CNN and LSTM are two types of machine learning algorithms.

CNN LSTMs were developed to solve visual time sequence prediction problems and to generate text explanations from video/image sequences. The following sections go through the problems with action identification, image and video descriptions in particular:

  • • Activity Recognition: Creating a textual summary of a movement in a series of photographs.
  • • Video Description: Creating a text-based representation of a series of images
  • • Image Description: Creating a textual representation of a single image [7].

“CNN LSTMs are a type of model that is both spatially and temporally deep and can be applied to a wide range of vision tasks involving sequential inputs and outputs.”

This style is used to create textual explanations of photographs.
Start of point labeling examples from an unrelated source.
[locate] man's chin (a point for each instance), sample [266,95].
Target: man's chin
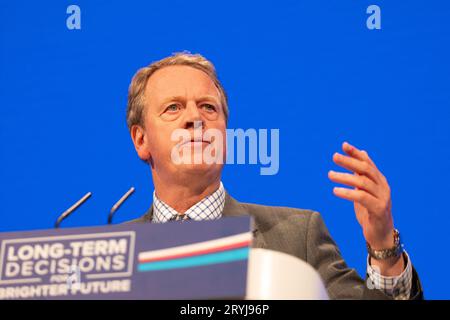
[199,169]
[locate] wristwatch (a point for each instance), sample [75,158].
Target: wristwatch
[384,254]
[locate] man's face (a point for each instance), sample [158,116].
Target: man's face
[180,97]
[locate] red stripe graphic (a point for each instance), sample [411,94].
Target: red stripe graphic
[199,252]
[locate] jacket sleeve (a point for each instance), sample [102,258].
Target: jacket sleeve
[341,281]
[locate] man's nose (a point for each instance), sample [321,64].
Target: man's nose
[193,117]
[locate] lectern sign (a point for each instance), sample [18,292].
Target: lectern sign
[136,261]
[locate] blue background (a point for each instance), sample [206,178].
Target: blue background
[310,68]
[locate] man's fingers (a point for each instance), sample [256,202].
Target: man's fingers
[360,196]
[355,165]
[356,153]
[357,181]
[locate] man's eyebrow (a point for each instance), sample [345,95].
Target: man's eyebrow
[183,99]
[173,98]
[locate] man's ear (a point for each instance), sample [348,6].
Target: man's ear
[140,141]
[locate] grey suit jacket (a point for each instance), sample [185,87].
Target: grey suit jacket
[303,234]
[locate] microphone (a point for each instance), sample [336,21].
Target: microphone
[119,203]
[69,211]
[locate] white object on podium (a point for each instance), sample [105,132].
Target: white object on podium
[276,275]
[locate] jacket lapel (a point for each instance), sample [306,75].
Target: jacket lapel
[232,208]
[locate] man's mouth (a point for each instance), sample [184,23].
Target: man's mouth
[194,142]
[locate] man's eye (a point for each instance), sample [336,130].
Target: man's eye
[209,107]
[173,108]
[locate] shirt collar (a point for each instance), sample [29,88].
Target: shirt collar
[209,208]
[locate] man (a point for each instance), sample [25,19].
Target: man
[182,92]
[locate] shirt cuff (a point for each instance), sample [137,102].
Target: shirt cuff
[398,287]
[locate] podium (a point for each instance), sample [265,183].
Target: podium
[176,260]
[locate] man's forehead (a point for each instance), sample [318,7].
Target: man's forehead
[180,81]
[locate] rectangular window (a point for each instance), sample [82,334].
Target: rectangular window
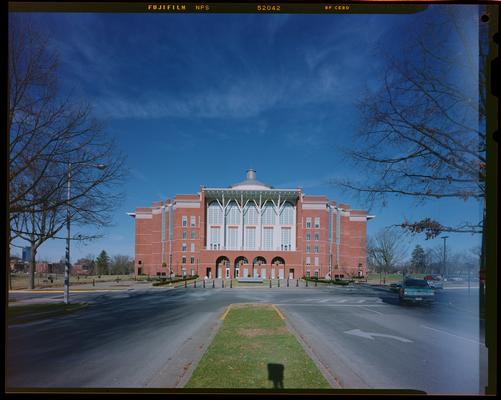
[233,238]
[286,239]
[268,216]
[214,236]
[268,238]
[250,238]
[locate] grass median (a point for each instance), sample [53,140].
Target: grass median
[254,350]
[33,312]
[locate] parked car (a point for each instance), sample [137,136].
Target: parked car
[434,281]
[395,287]
[416,290]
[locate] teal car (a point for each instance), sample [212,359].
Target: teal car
[416,291]
[395,287]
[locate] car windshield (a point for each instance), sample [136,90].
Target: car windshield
[416,282]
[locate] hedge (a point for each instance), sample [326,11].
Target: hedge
[165,281]
[332,281]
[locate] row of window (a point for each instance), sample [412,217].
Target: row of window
[250,238]
[192,235]
[308,249]
[251,215]
[317,222]
[308,260]
[192,247]
[308,236]
[193,221]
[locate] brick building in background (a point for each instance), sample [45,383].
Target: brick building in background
[250,229]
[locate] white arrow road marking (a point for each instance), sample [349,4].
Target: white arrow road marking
[369,335]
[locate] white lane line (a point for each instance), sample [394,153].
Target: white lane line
[368,309]
[451,334]
[331,305]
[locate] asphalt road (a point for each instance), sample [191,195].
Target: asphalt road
[154,337]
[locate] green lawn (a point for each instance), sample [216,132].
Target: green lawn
[252,343]
[33,312]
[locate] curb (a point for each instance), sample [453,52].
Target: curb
[324,369]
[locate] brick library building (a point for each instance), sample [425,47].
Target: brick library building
[250,230]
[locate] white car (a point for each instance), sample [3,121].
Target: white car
[434,281]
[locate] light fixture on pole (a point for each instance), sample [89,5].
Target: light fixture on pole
[68,236]
[445,264]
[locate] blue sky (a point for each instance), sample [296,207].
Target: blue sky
[198,99]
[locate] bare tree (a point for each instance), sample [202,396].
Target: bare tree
[385,251]
[121,265]
[420,134]
[53,139]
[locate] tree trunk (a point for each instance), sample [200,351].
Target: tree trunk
[31,280]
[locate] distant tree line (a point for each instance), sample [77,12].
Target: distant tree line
[103,264]
[387,252]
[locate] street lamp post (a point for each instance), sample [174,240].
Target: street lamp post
[445,264]
[68,237]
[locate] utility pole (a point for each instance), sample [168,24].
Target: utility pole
[445,259]
[67,265]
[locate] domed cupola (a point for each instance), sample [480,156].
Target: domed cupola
[250,183]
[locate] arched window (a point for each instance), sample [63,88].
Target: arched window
[251,215]
[215,214]
[233,214]
[268,215]
[287,214]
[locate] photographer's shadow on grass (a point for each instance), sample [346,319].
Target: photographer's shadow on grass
[276,375]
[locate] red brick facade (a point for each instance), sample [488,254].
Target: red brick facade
[317,249]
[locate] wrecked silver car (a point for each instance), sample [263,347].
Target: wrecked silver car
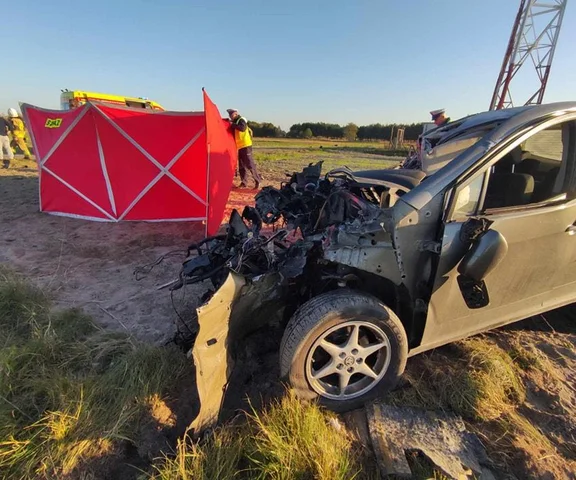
[365,269]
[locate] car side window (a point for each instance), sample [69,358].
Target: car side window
[535,171]
[468,198]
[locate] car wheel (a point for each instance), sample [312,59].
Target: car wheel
[343,348]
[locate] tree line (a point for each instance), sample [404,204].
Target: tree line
[351,131]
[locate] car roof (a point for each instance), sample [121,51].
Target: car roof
[465,124]
[509,121]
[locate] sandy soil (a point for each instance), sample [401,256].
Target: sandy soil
[90,265]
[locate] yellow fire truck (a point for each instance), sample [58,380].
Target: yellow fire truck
[74,98]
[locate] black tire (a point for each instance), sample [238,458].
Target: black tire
[325,314]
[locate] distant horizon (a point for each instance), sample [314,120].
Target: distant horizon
[365,62]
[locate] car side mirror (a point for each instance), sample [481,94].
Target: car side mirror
[484,256]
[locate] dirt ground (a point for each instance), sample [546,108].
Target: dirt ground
[90,265]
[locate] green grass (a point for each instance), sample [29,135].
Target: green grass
[275,157]
[72,396]
[289,440]
[480,382]
[69,393]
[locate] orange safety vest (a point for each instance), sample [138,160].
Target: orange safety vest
[243,139]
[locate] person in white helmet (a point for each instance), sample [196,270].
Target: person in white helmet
[5,150]
[243,137]
[19,132]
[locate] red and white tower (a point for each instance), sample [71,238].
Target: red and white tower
[533,40]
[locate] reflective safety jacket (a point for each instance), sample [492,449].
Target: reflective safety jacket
[243,138]
[19,129]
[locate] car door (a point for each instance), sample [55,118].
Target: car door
[538,272]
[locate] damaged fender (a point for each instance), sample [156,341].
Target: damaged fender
[211,356]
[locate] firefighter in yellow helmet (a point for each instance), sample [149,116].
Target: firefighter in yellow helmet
[19,132]
[243,137]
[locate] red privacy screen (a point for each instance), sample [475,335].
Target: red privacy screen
[108,163]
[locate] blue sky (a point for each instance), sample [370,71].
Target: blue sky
[363,61]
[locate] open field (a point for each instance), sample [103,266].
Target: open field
[88,390]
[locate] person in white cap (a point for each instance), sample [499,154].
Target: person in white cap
[5,149]
[243,137]
[439,117]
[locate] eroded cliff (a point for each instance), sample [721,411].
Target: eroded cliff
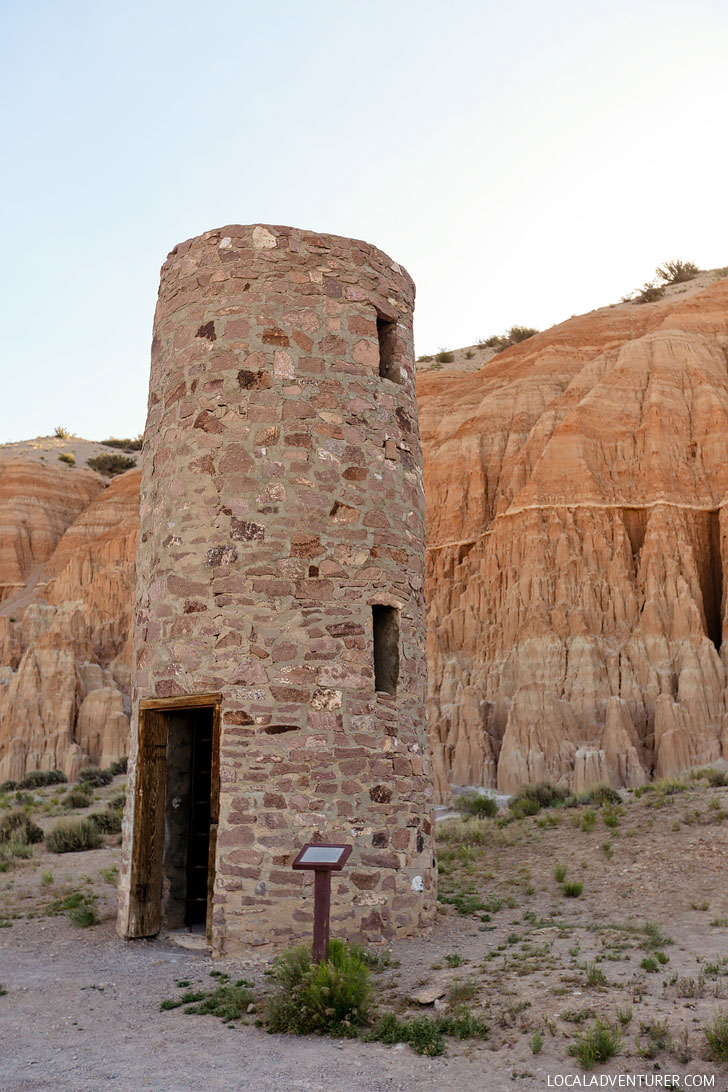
[66,619]
[577,542]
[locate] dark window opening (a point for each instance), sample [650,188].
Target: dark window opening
[188,818]
[386,333]
[385,626]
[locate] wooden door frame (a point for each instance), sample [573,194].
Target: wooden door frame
[150,804]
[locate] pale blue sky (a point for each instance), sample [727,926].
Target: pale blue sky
[525,161]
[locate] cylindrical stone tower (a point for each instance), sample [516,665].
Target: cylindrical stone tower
[279,667]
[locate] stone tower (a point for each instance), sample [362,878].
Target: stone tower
[279,669]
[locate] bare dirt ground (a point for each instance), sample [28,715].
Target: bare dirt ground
[644,948]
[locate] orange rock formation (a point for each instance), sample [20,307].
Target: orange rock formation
[64,631]
[577,541]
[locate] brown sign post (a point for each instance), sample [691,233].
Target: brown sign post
[322,858]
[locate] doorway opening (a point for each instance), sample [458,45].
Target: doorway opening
[176,815]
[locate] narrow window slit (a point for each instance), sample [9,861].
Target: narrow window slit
[386,332]
[385,628]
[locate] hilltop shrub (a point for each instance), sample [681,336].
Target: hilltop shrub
[72,835]
[677,271]
[109,465]
[127,444]
[19,827]
[331,998]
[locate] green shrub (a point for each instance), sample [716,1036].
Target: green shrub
[110,465]
[332,997]
[127,444]
[677,271]
[95,778]
[648,293]
[654,937]
[595,1045]
[19,827]
[600,795]
[72,835]
[716,1034]
[517,334]
[541,795]
[39,779]
[477,804]
[78,797]
[107,822]
[425,1034]
[658,1039]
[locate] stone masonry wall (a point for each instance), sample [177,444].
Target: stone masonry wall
[282,497]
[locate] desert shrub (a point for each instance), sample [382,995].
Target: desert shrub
[38,779]
[72,835]
[111,464]
[118,802]
[595,1045]
[529,799]
[425,1034]
[19,827]
[229,1000]
[92,775]
[127,444]
[677,271]
[716,1034]
[600,795]
[331,998]
[648,293]
[477,804]
[107,822]
[654,938]
[658,1039]
[517,334]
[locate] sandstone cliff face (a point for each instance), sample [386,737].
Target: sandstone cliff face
[577,543]
[36,506]
[64,637]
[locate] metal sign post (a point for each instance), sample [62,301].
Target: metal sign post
[322,858]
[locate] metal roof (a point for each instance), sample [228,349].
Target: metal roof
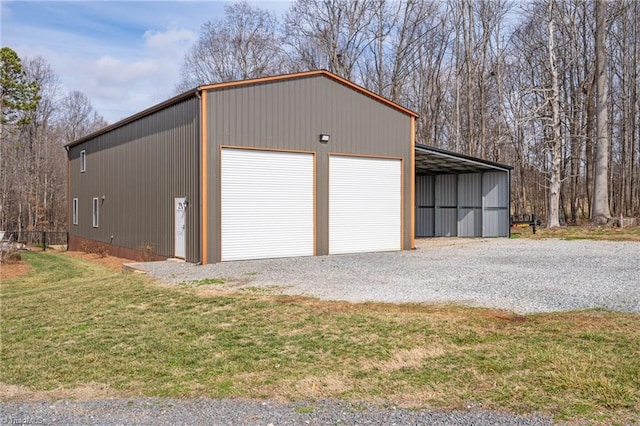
[196,91]
[432,160]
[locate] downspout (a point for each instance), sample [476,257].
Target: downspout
[69,201]
[201,135]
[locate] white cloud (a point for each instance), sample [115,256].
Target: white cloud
[167,42]
[125,56]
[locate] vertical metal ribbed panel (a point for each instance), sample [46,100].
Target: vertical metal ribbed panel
[137,171]
[470,205]
[290,115]
[446,206]
[425,206]
[495,192]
It is important to use a CNN that has been pre-trained on a difficult image classification task before being repurposed as a feature extractor to solve the subtitle generation problems. A CNN is commonly used as an image “encoder” by pre-training it for an image classification task and then contributing the final hidden layer to the RNN decoder that generates sentences. CNN-LSTM can be used to derive features from LSTM audio and textual input data for speech recognition and NLP issues [8].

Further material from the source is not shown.